One thing that keeps coming up when I think about building a RAG system in Latenode is model selection. The platform has access to 400+ AI models, which sounds amazing until you realize it’s also paralyzing. How do you actually choose which model goes where?
Like, for retrieval, do you want an embedding model that’s optimized for semantic search? For synthesis, do you want something like GPT-4 for quality or Claude for reasoning? Or am I overthinking this and most models work interchangeably in a RAG pipeline?
I’m also curious about cost implications. If you have hundreds of models available in one subscription, does having options actually save money compared to picking a good-enough model and sticking with it? Or do you end up experimenting endlessly and burning through your budget?
And practically speaking, if you’re building this without a machine learning background, how do you test which model pair actually works best for your specific use case? Do you just try a few and see what sticks, or is there a more systematic approach?
Has anyone actually tested different model combinations in a RAG pipeline to see what the performance differences look like?
The 400+ models are a genuine advantage, but you don’t need to evaluate all of them. Here’s how to think about it strategically.
For retrieval, you want a model that understands semantic meaning.
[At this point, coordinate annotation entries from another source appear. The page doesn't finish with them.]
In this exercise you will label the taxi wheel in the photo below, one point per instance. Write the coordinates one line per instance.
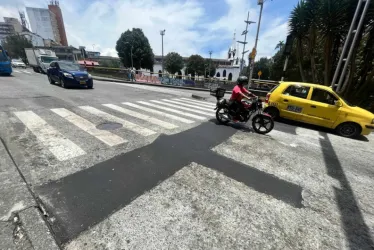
(273, 112)
(349, 129)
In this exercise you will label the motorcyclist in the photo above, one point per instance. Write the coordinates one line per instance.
(238, 93)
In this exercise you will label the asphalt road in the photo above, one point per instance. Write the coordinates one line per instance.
(127, 166)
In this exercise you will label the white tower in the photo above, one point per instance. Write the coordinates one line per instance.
(233, 52)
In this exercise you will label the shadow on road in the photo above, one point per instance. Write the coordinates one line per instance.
(356, 231)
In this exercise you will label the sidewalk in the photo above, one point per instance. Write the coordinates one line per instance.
(21, 223)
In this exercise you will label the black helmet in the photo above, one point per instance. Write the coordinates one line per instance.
(242, 80)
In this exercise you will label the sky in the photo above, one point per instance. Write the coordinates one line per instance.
(192, 26)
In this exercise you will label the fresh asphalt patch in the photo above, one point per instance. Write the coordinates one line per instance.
(83, 199)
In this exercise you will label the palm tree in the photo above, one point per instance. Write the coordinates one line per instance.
(298, 29)
(332, 24)
(280, 45)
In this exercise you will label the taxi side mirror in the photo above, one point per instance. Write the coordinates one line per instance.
(338, 103)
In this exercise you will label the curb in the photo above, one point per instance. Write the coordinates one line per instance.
(199, 97)
(151, 84)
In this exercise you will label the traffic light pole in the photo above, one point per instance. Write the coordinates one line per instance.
(255, 48)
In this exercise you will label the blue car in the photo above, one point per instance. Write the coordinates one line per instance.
(69, 74)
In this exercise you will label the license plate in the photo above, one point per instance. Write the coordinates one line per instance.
(295, 109)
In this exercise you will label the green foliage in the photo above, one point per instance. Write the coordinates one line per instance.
(142, 53)
(319, 28)
(173, 62)
(196, 65)
(15, 45)
(213, 68)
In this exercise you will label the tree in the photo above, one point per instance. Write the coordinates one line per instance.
(280, 45)
(173, 62)
(196, 65)
(213, 68)
(299, 29)
(263, 65)
(142, 54)
(15, 45)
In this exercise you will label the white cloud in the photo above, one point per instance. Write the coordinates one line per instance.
(102, 22)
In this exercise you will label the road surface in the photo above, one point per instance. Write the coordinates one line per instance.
(126, 166)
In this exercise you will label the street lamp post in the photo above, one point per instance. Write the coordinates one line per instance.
(261, 3)
(210, 60)
(132, 62)
(245, 40)
(162, 33)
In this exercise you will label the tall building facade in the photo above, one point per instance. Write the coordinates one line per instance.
(56, 10)
(40, 22)
(15, 23)
(6, 29)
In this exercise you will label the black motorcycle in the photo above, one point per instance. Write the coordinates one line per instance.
(262, 122)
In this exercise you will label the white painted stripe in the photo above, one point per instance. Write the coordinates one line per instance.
(183, 108)
(128, 125)
(189, 105)
(205, 104)
(141, 116)
(153, 111)
(104, 136)
(61, 147)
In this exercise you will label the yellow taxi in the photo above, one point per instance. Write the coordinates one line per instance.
(318, 105)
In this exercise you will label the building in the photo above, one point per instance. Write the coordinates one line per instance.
(56, 10)
(15, 23)
(6, 29)
(40, 22)
(35, 39)
(91, 54)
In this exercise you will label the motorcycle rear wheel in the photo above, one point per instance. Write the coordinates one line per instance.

Embeddings like Voyage or Cohere work well because they’re optimized for finding similar documents. For synthesis, you want a model capable of coherent text generation—GPT-4, Claude, Deepseek all excel at this but have different strengths (GPT-4 is precise, Claude is nuanced, Deepseek is cost-effective).
The cost advantage is real. Most RAG implementations don’t need the most expensive model at every step. You can use a smaller, cheaper model for retrieval and a robust model for synthesis. In one subscription, that flexibility exists without managing separate API keys and billing. You’re not locked into one provider’s ecosystem.
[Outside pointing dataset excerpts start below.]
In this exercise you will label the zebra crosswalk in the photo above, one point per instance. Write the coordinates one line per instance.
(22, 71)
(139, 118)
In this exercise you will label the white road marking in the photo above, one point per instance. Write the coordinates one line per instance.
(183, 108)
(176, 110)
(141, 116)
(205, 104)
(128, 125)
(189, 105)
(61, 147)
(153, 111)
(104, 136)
Testing is straightforward: run your RAG pipeline with different model pairs on a small batch of real questions. Measure accuracy—do the retrieved documents match the intent? Measure answer quality—does synthesis produce helpful responses? Both take minutes with Latenode’s visual builder and testing interfaces.
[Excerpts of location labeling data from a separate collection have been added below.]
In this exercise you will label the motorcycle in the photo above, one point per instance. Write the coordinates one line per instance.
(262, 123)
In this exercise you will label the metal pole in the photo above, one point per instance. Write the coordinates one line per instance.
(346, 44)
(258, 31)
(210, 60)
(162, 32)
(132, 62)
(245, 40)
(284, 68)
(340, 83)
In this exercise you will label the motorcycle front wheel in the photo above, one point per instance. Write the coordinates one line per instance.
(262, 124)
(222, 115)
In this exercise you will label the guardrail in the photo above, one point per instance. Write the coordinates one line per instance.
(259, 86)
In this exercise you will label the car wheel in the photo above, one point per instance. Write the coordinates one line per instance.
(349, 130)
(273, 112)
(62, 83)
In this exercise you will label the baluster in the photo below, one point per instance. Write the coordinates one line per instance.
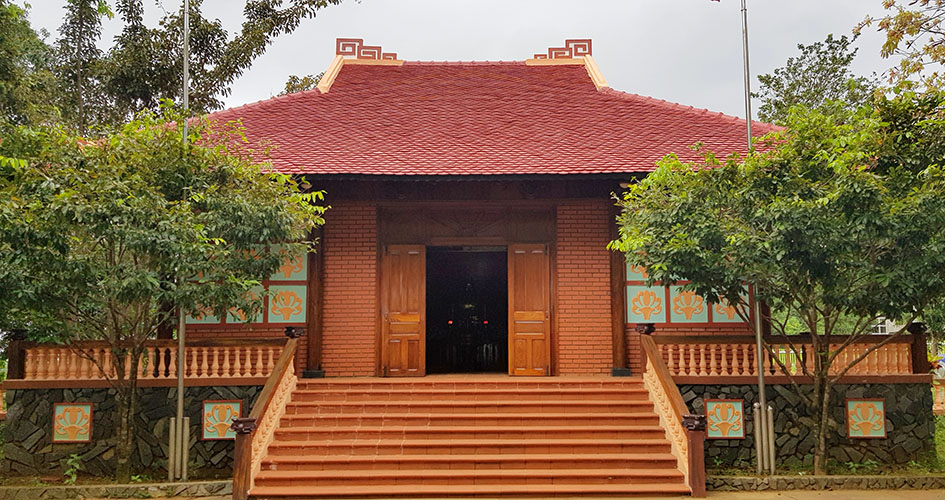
(907, 358)
(237, 363)
(37, 365)
(667, 351)
(240, 352)
(205, 363)
(226, 362)
(170, 354)
(192, 366)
I tested three model combinations for a legal document analysis system. The expensive combination wasn’t always better. A mid-tier retrieval model with Claude for synthesis outperformed GPT-4 for both on cost and quality.
You’re right to feel overwhelmed, but the constraint is actually smaller than it looks. For RAG, you’re really picking between embedding models (for retrieval) and generative models (for synthesis). That narrows it significantly.
I started by picking models based on reputation: a solid embedding model I knew worked, GPT-4 for synthesis because it’s reliable. Then I tested Claude instead of GPT-4 and was surprised—faster and cheaper for my use case. Cost per query dropped meaningfully.
Testing is as simple as running your pipeline on 20-30 representative questions with different models and checking the results. You can see immediately if retrieval is pulling irrelevant docs or if synthesis is missing the mark.
The subscription model helps here. You’re not scared to experiment because switching models is free. You’re only paying for queries, so testing different combinations doesn’t spike your bill if you limit test volume.
My approach: start with a well-reviewed pair, test one alternative, pick the best performer. That’s usually enough.
Model selection in RAG depends on understanding what each stage actually needs. Retrieval needs semantic understanding—which documents match the query intent. Synthesis needs coherent generation—turning retrieved context into a readable answer. Different model classes excel at these tasks.
Embedding models are specialized for retrieval; generative models for synthesis. Within those categories, differences exist but are often smaller than the gap between categories. A good embedding model beats a bad one, but the difference between two good embedding models is smaller than between a weak generative model and a strong one.
Cost optimization comes from testing. Run your actual questions through different model combinations and measure outcomes. If mid-tier synthesis produces answers 95% as good as premium synthesis at half the cost, the math is obvious. The subscription model enables this testing without setup friction.
For someone without ML background, empirical testing on real data beats theoretical optimization. Try a few combinations, measure what matters to you (accuracy, speed, cost), pick the best performer.
Model selection within RAG architectures requires differentiated analysis across pipeline stages. Retrieval tasks benefit from embedding models specifically optimized for semantic similarity matching—models like Voyage, Cohere, or OpenAI’s embedding variants. Synthesis tasks leverage general-purpose language models selected for generation quality, coherence, and task-specific capabilities.
Optimization across 400+ available models follows a two-step approach. First, establish category-appropriate baselines (embedding variant for retrieval, generative variant for synthesis). Second, conduct empirical evaluation using representative query sets to measure retrieval precision and synthesis quality.
Cost optimization leverages the unified subscription model, which eliminates per-model billing complexity. Testing different model combinations involves marginal costs, enabling systematic performance-cost tradeoff analysis. This approach facilitates identification of model pairs that maximize performance within operational budget constraints.
Use embedding models for retrieval, generative models for synthesis. Test a few combinations on real questions. Pick what performs best. Cost difference is usually smaller than u expect.